Intervention de Esther Benbassa

Réunion du 23 janvier 2012 à 15h00
Répression de la contestation de l'existence des génocides — Adoption définitive d'une proposition de loi

Photo de Esther BenbassaEsther Benbassa :

Monsieur le président, monsieur le ministre, mes chers collègues, c’est en pensant à la préceptrice arménienne qui m’apprit le français à Istanbul et à la famille Papazian, avec laquelle j’ai grandi dans le même immeuble, que j’ai rédigé cette intervention.

J’ai ressenti tôt, enfant, cette atmosphère lourde des maisons arméniennes, effet diffus et continu d’une souffrance intime, sans remède, méconnue.

Les Arméniens, contrairement aux Juifs, n’ont pas eu leur Nuremberg. Par la loi du 29 janvier 2001 relative à la reconnaissance du génocide arménien de 1915, la France a un peu comblé ce manque. Mais c’est seulement lorsque la Turquie franchira elle-même ce pas que justice sera faite. §Cela, nul ne peut le faire à la place de la Turquie, lieu du crime !

L’utilisation des mots prête parfois à des débats, tantôt vains, tantôt indignes. Construit sur le grec genos, qui signifie « race », et le latin caedes, qui signifie « meurtre, massacre », le mot « génocide » a été créé en 1944 par Richard Lemkin, un avocat juif ayant perdu toute sa famille dans les années noires. C’est sa connaissance du génocide arménien de 1915 et des persécutions antijuives qui l’a conduit à définir le génocide comme « tout plan méthodiquement coordonné pour détruire la vie et la culture d’un peuple et menacer son unité biologique et spirituelle ».

Un génocide a bien été perpétré par les Jeunes-Turcs, aidés par des Kurdes dans l’exécution des massacres, même si certains de ces derniers refusèrent de collaborer et abritèrent des survivants.
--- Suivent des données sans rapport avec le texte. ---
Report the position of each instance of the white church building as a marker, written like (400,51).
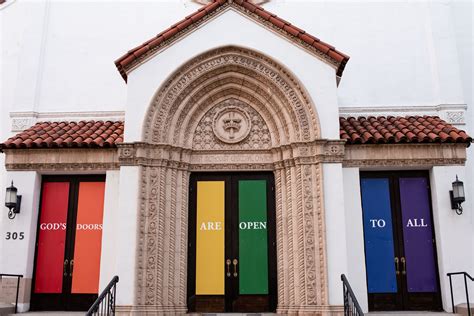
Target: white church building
(236,155)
Aucun historien sérieux ayant travaillé sur les minorités pendant la période ottomane ne peut nier ce fait.

Si la Turquie tarde tant à reconnaître le génocide, c’est parce qu’elle n’a jamais été dans la position de l’Allemagne vaincue de 1945, qui ne put qu’admettre ses crimes. C’est aussi parce que la nation turque moderne s’est de fait construite sur l’éradication de la présence non musulmane en Anatolie, où bat son cœur.

Certes, l’histoire des relations de l’Empire ottoman et de la Turquie avec ses minorités non musulmanes ne se résume pas à ce génocide, ni aux pogroms et déportations de la République nationaliste. Elle est tout autant l’histoire de l’accueil de ces minorités et d’une pluriséculaire tolérance à leur endroit. Reste que la Turquie se doit d’écrire aussi les pages noires de son passé.

Or la société civile turque bouge dans ce sens depuis un moment, en contournant l’État.